主訴:全身倦怠感、dizziness(立ちくらみ)〜 syncope(失神)、嘔吐

数年前から、慢性心不全にて、外来フォロー中、最近フラーッとする(dizziness)由にて受診。1ヶ月前のHolter EKG(24時間心電図)で、RR interval(脈と次の脈の間)が Max 3.5 秒(一般に脈拍が40/分以下を除脈と呼び、30/分以下では脳血流低下のため、フラフラ、失神が起こりうる)にて (血中ジゴシン(いわゆる強心剤)濃度(1.3 ng/ml)、BNP(心室に負荷がかかったとき心室筋から分泌されるホルモンで120以下を目安にコントロールする)(1033 pg/ml) チェック)、バイアスピリン(抗血小板凝集抑制剤)、ペルサンチン(抗狭心症剤で、冠動脈を拡げ、かつ血小板凝集抑制効果も合わせ持つ)をプレタール(血管拡張作用を持った、抗血小板凝集抑制剤で、脈を増やす作用も持つ)に変更し、1ヶ月後にHolter 再検としていた。その2日前に、朝から動いていたら、2°pm頃から体中がしんどくなり、3回ほど吐いた由にて受診されるも、EKG上、明らかな異常なく、血圧138/80mmHg,SpO2(抹消動脈血酸素飽和度)99 %にて、安静を指示し帰宅させる。予定日にのHolter を装着し、自宅で庭いじりをしていたら、一時的に意識を失っていた由にて受診され、Adams-Stokes attack(心源性の失神)の可能性を考え入院とす。翌日、Holter解析で、同時刻にVT(心室頻拍)がみられたため、上位の循環器内科に転院とす。(転院5日後には、ICD(植え込み型除細動器)埋め込みが施行された。)
現在、アミオダロン服用しながら(現在はこの薬で発作予防し、発作時はICDで発作を止める治療がベスト)定期外来通院中である。ICD植え込み後、1度作動していることが分かっている。

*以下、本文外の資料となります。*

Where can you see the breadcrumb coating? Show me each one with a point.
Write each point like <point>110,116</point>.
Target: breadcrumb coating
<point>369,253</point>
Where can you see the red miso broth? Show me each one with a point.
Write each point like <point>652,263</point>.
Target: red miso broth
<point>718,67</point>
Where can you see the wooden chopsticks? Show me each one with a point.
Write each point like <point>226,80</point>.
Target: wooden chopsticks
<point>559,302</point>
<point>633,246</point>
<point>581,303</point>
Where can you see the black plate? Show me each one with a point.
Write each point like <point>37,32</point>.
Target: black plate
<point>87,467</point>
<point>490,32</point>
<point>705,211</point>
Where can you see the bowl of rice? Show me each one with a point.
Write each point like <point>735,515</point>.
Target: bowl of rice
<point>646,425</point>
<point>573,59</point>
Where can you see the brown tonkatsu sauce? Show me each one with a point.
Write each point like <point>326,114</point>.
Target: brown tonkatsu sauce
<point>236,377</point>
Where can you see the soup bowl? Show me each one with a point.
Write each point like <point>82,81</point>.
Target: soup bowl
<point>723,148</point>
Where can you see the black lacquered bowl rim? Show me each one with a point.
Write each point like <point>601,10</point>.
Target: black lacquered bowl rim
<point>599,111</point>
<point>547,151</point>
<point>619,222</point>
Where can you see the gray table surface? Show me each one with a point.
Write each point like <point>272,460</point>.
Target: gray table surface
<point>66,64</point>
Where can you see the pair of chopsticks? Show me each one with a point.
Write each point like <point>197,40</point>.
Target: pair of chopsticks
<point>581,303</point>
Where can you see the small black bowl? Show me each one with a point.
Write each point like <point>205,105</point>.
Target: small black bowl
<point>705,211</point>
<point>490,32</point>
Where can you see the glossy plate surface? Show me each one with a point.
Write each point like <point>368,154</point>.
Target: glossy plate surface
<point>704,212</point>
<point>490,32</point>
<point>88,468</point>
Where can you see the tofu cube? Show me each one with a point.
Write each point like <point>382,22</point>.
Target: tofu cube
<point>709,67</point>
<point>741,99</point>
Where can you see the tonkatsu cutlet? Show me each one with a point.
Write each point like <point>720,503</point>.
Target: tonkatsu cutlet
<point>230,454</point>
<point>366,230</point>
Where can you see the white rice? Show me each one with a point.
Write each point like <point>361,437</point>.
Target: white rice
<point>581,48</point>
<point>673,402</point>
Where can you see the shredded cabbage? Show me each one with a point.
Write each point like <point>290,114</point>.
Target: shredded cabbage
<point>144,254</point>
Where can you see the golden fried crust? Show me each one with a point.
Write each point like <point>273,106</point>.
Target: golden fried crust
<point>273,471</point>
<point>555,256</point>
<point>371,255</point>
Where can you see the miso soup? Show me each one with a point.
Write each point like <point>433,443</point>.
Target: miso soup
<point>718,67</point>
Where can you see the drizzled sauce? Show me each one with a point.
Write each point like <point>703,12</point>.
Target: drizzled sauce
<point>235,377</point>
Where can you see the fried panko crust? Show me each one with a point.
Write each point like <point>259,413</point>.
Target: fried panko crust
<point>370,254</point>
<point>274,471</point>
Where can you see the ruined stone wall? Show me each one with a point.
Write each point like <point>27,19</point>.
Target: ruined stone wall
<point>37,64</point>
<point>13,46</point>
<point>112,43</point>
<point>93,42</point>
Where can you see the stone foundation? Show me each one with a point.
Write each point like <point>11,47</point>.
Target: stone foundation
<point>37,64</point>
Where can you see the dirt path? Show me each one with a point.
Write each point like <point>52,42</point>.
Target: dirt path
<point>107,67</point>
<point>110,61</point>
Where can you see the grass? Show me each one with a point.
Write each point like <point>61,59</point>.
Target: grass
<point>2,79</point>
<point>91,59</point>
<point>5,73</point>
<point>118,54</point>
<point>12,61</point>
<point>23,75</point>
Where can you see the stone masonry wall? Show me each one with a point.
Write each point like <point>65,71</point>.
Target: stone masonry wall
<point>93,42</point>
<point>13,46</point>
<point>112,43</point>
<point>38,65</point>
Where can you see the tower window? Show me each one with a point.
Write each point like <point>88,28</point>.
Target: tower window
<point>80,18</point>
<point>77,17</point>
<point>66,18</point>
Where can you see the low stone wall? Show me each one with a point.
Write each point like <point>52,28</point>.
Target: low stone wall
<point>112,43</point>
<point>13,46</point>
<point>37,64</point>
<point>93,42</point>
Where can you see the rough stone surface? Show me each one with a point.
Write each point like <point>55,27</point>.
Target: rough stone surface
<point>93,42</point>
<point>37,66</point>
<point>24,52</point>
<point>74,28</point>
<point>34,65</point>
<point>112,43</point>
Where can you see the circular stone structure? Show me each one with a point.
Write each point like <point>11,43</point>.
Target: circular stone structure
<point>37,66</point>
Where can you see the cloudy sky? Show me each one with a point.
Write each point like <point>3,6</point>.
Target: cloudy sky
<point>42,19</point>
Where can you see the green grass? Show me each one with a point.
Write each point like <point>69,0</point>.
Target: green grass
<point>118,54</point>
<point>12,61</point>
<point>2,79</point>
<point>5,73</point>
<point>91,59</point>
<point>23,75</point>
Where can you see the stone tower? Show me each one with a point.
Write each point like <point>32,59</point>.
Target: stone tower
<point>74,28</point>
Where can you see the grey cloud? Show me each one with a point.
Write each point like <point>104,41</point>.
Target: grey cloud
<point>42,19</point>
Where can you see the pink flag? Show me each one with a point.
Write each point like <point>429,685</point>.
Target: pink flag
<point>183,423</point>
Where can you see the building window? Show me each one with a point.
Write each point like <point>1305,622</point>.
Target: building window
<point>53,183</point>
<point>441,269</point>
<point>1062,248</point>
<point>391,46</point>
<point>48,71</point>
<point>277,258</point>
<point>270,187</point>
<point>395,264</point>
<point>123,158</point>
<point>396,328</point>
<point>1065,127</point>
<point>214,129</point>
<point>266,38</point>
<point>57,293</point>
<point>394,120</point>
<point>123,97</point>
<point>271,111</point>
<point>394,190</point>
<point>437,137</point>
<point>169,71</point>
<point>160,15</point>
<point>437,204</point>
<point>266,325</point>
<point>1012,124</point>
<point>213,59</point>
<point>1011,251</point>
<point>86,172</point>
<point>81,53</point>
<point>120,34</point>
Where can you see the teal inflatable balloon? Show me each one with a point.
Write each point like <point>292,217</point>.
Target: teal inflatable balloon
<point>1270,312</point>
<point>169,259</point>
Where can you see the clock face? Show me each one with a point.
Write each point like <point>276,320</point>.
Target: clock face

・VT発作時は、失神されるため、ICD による電気ショックは本人には苦痛でないわけなんですよね。

*意識障害の鑑別 (AIUEOTIPS)

・A (Alcoholism) : 急性アルコール中毒、アルコール離脱による痙攣や振戦譫妄、アルコール依存症の患者がVit B1 欠乏に陥って発症するWernicke脳症など。

・I (Insulin) : 糖尿病性ケトアシドーシスや高浸透圧性非ケトン性昏睡による糖尿病性昏睡、低血糖など。

・U (Uremia) : 尿毒症をはじめとし、肝性昏睡、低Na血症、高Na血症、低酸素血症、高炭酸ガス血症、下垂体・甲状腺・副甲状腺・副腎などの代謝・内分泌異常によるもの。

・E (Encephalopathy,Epilepsy) : てんかん、高血圧性脳症、脳腫瘍、脳出血・急性脳血管障害(脳梗塞・SAH)など。

・O (Opiate,Overdose) : アヘン誘導体をはじめとした麻薬、鎮静薬、精神安定薬の摂取やさまざまな薬物の大量摂取など。

・T (Trauma) : 脳振盪、脳挫傷、硬膜下出血、硬膜外出血など。

・I (Infection) : 髄膜炎、脳炎、脳膿瘍、敗血症、結核、梅毒など。

・P (Psychiatric) : 精神症状による昏迷状態(ヒステリー性昏迷、うつ病性昏迷、統合失調症性昏迷など)は、外界の刺激に反応できず、意思の発動も不能であるが、意識は清明で、本当の意味での意識障害とは異なる。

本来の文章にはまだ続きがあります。